VSBlockJumper Postmortem Part 1: Why?

I recently wrote my first extension for Visual Studio called VSBlockJumper. It came about as I was watching Casey Muratori’s Handmade Hero series and noticed he was jumping over blocks of code in Emacs. As a programmer I’m always looking for things that might speed up my workflow and this seemed like it could be one of them.

Perusing his .emacs file (in the Handmade Hero git repository) I found two small small scripts which move the cursor to the next or previous blank line. I immediately found an extension that does this for VSCode. However, I couldn’t find one for Visual Studio.

“Alright then! I’ll just write a Visual Studio macro to do the same thing!”

Except that macros were discontinued years ago with Visual Studio 2012 (I am currently working in Visual Studio 2015 and 2017). Microsoft had this to say about it:

In this version of Visual Studio, while there are literally hundreds of features, there are some we’ve actually taken out. One of those is the macros automation feature, including macro record/replay, macro projects and the Macros IDE. While we know that macros have been valuable for those who use them, unfortunately our usage data shows that less than 1% of Visual Studio developers take advantage of this feature. Therefore, we’ve found ourselves investing more deeply in the Visual Studio areas that get used every day, and have not updated macros for several releases.

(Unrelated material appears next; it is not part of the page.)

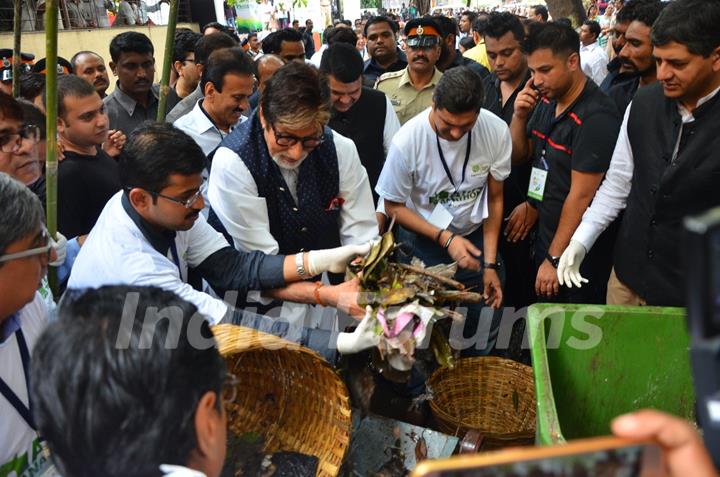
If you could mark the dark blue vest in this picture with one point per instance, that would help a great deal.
(312, 223)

They have a point! I never even noticed they were gone. I had a handful of macros which I used back at THQ and the early days of my career at Ubisoft, but I guess extensions and other tools just got so much better that I didn’t need macros again until now.

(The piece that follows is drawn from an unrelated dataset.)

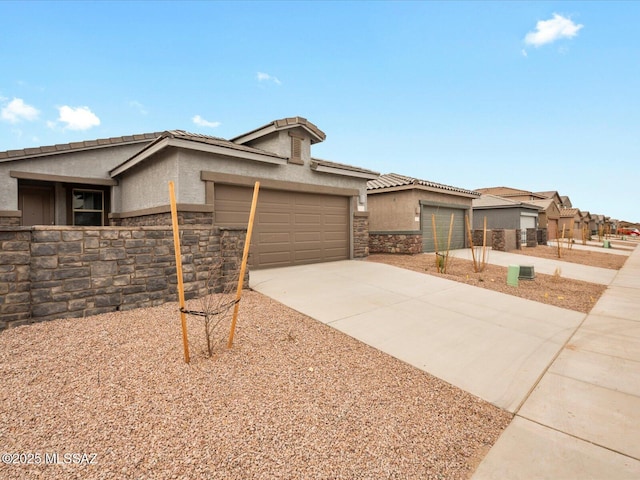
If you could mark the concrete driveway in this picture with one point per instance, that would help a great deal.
(493, 345)
(572, 380)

“Oh well! I’ll just write an extension? How hard can it be?”

pained groan

Ok so I’m being dramatic. The groan comes from the fact that I wrote almost all of the important code for VSBlockJumper in an afternoon, but it ended up taking two weeks to get it to a state where it was working for both Visual Studio 2015 and 2017 and another week to package it up with my own graphics and a couple of settings that could be tweaked depending on programmer preference.

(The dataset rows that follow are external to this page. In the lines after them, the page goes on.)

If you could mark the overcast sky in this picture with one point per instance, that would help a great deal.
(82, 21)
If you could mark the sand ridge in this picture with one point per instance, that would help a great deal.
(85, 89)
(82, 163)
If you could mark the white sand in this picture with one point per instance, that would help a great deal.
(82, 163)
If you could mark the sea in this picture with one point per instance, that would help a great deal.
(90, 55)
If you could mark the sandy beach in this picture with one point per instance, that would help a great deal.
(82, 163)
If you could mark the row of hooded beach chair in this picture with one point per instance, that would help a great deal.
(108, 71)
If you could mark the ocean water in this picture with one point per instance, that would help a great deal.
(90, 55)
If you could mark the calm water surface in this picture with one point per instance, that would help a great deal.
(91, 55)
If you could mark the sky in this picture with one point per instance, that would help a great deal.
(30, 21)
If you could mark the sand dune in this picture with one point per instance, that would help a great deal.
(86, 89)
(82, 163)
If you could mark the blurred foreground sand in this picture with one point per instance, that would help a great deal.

Keep in mind I was only working on this for a couple of hours a night (and missed a few nights due to Papa responsibilities) but still! I thought I’d be done in two, maybe three evenings.

Overall it was actually a fun experience, and I personally see the project as a success on many fronts. Mainly it was great to have a project like this on a small scale that I could develop from start to finish and publish to a platform (Visual Studio Marketplace) which makes it widely available to its intended users. It was something small and concise that I could polish and ship and be happy with.

Its important to have had this mini success in order to convince my subconscious that its worth pushing through the unforeseen difficulties and work that arise in my next project (which is slightly more ambitious). My goal is to build momentum off of these mini successes (and I consider this blog to be one of these) and proceed to become more and more ambitious with my personal work.

I learnt a little bit about marketing. My friends on social media were my biggest cheer leaders. Reddit was also surprisingly great. I was at the top of the front page of r/programmingtools for a day or two. I received some positive feedback and questions from other subreddits as well. I expected the handmade hero forums to show a little more fanfare, but I guess the community is largely inactive with streams currently only occurring on weekends.

I learnt that even though you think you’re ready to publish you’re not really ready to publish. You can see on the releases page that I scrambled to fix a bunch of issues, releasing 4 different versions in the space of two days. One of those issues was that I was initially using Mario sprites for the icon, it started out as a bit of a joke to myself and I ended up releasing with it, thinking nothing of it. A programmer friend of mine pointed out that Nintendo can be rather vicious when it comes to intellectual property, and I didn’t feel comfortable about redistributing software I’d made with someone elses work as the image of it. Not only that but its just plain illegal. So I learnt to be less careless!

I developed a much deeper appreciation for GitHub after shipping this project with it. It’s very intuitive and straight forward and comes with a tonne of nice features. Stuff like releases, issues, analytics, licensing templates, readme markdown. That’s barely scratching the surface.

Finally, I learnt a lot about writing extensions for Visual Studio, which makes me well equipped should I ever need to extend Visual Studio for a future project. I’ll cover the technical aspects of these lessons in-depth in Part 2!